No dia 13 de dezembro, completaram-se 50 anos do Ato Institucional n.º 5 (AI-5), que representou o mais forte endurecimento da ditadura militar (1964-1985). Considerado “golpe dentro do golpe”, o AI-5 conduziu o País a um sinistro período de arbítrio, censura, repressão e cerceamento das liberdades civis e dos direitos individuais. Ao longo de seus 11 anos de vigência, o ato de profundo autoritarismo produziu muitos males que ainda são sentidos. A perenidade de seus efeitos constitui poderoso alerta sobre a necessidade de zelar sempre, sem descanso e sem cansaço, pelos fundamentos do Estado Democrático de Direito.

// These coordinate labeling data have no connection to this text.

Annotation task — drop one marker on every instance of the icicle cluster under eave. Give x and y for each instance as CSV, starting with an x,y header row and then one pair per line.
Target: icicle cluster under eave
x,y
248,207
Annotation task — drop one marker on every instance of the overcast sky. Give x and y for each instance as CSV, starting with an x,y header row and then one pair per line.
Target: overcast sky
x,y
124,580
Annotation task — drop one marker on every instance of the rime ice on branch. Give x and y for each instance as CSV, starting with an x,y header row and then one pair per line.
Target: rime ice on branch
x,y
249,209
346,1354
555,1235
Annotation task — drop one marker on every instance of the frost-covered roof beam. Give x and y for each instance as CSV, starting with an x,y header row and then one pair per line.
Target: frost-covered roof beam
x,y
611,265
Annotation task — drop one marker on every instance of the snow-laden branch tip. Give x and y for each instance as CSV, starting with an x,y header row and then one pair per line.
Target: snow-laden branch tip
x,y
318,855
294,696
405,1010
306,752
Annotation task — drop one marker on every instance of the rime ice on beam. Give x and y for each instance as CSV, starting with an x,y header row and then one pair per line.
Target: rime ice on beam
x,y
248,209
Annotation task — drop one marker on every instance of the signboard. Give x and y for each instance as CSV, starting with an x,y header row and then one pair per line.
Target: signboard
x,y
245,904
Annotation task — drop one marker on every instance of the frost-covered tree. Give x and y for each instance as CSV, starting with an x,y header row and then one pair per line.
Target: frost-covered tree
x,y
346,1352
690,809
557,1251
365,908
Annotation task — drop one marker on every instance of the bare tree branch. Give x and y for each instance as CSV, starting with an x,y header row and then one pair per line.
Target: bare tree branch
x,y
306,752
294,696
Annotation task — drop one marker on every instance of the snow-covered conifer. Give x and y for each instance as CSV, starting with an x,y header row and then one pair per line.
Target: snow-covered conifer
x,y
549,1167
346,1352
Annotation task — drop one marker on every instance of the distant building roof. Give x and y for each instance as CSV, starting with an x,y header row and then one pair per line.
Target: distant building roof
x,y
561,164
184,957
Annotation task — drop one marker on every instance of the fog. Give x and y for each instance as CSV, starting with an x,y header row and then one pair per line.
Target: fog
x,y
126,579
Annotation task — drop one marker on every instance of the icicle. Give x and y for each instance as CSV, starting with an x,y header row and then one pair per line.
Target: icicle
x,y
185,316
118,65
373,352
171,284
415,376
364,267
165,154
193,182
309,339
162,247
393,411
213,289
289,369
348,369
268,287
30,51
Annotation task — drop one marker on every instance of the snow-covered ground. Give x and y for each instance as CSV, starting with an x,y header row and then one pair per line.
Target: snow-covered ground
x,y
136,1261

Com apenas 12 artigos, o AI-5 desmantelou completamente a ordem jurídica constitucional, revogando direitos e garantias fundamentais. Foi dado, por exemplo, poder ao presidente da República para “decretar o recesso do Congresso Nacional, das Assembleias Legislativas e das Câmaras de Vereadores”. Durante o “recesso”, o Poder Executivo correspondente ficava “autorizado a legislar sobre todas as matérias e exercer as atribuições previstas nas Constituições ou na Lei Orgânica dos Municípios”.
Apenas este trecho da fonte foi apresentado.